Quite often, you can find “dupes” for products (i.e. cheaper versions of something that work similarly) by watching beauty comparison videos on YouTube, or simply asking sales associates for cheaper alternatives to high-ticket items they sell within the store. If you’re shopping somewhere like Ulta or Sephora, I always find that they are more than willing to introduce you to brands they carry that are more within your price range and whose offerings fit what it is you’re looking for. Reddit is also a great resource for discovering those inexpensive options.
Personally, over the past year, I’ve found some dupes for a number of those beloved items so many people tout. Here are four of them:
1. Swap Drunk Elephant T.L.C. Sukari Babyfacial ($80) for The Ordinary AHA 30% + BHA 2% Peeling Solution ($7.20)
As much as I love Drunk Elephant and everything the brand stands for (they’re cruelty-free and don’t believe in using harmful chemicals in any of their formulations) — this mask in particular, because it’s incredibly effective in ridding your skin of impurities — it’s way too costly, in my opinion. If you’re like me and don’t have $80 to shell out on a *mask*, consider buying The Ordinary AHA 30% + BHA 2% Peeling Solution instead. The 10-minute facial has just as much exfoliating power and will leave you looking glowy and fresh-faced.
2. Swap Sunday Riley C.E.O. Rapid Flash Brightening Serum ($85) for Cosrx Triple C Lightning Liquid ($27)
Sunday Riley is another one of those brands committed to high-quality products free of the harmful and skin-compromising ingredients. And their products deliver and live up to the hype. That said, everything they carry is pretty pricey, which can be a deterrent for many consumers who want to try the brand after seeing how their products have transformed people’s skin. If you suffer from hyperpigmentation or just an overall dull complexion, consider getting a vitamin c-infused remedy for those issues, like Cosrx Triple C Lightning Liquid. While it’s not a cheap serum (a little bit more mid-range in price), it’s most definitely on par with the Sunday Riley one. (And some people have told me they think it’s even better.)
3. Swap Glow Recipe Watermelon Glow Sleeping Mask ($45) for Laneige Water Sleeping Mask ($21)

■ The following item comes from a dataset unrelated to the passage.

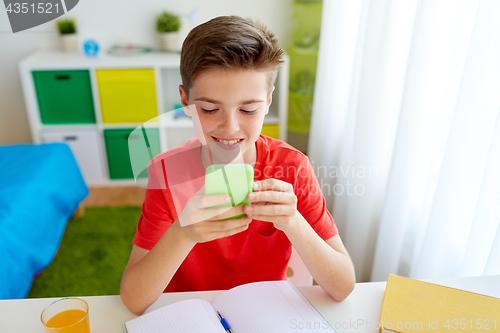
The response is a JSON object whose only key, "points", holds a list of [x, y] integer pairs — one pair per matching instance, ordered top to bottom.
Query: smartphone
{"points": [[233, 179]]}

Glow Recipe has boomed in popularity in the last year, with droves of people talking about and sharing pictures of this sleeping mask on Instagram, with their (usually positive) review in the caption. It’s easy to see why so many people are obsessed. For starters, the pink-hued mask and packaging look pretty. It’s also beneficial in infusing your skin with hydration when used as directed. But at $45 for a jar, though, the price is a bit steep. Try out the rose petal facial mask from Feel Beauty instead, which I find to give me similar results — plump, moisturized skin that has a subtle glow to it.
4. Swap Too Faced Better Than Sex Mascara ($24) for L’Oréal Voluminous Lash Paradise ($9.99)
I’ve raved on here previously for my love of cult classic Too Faced Better Than Mascara, and how it gives me the dramatic, long lashes I love. But if you can’t justify spending $24 on mascara, using L’Oreal Lash Paradise gave me almost identical results, for a little over half the price. And while some may consider this superficial (I don’t — an aesthetically-pleasing makeup vanity makes me happy), it also comes in a millennial pink tube and looks just as pretty.
Of course, if your budget allows, there’s nothing wrong with occasionally splurging on some of the aforementioned pricier items in the name of self-care or just because you want to (with no reason attached), so long as you’re not sacrificing your financial health as a result. However, if you’re someone who likes beauty — whether it be makeup, skin care, or hair care — but doesn’t have a lot of discretionary income to spend on it, there’s usually cheap alternatives on the market that work just as well (and sometimes better) as the popular beauty items you see celebrities, beauty gurus, and your fellows beauty lovers touting on and off the internet. Indulging in beauty doesn’t have to be an expensive pursuit.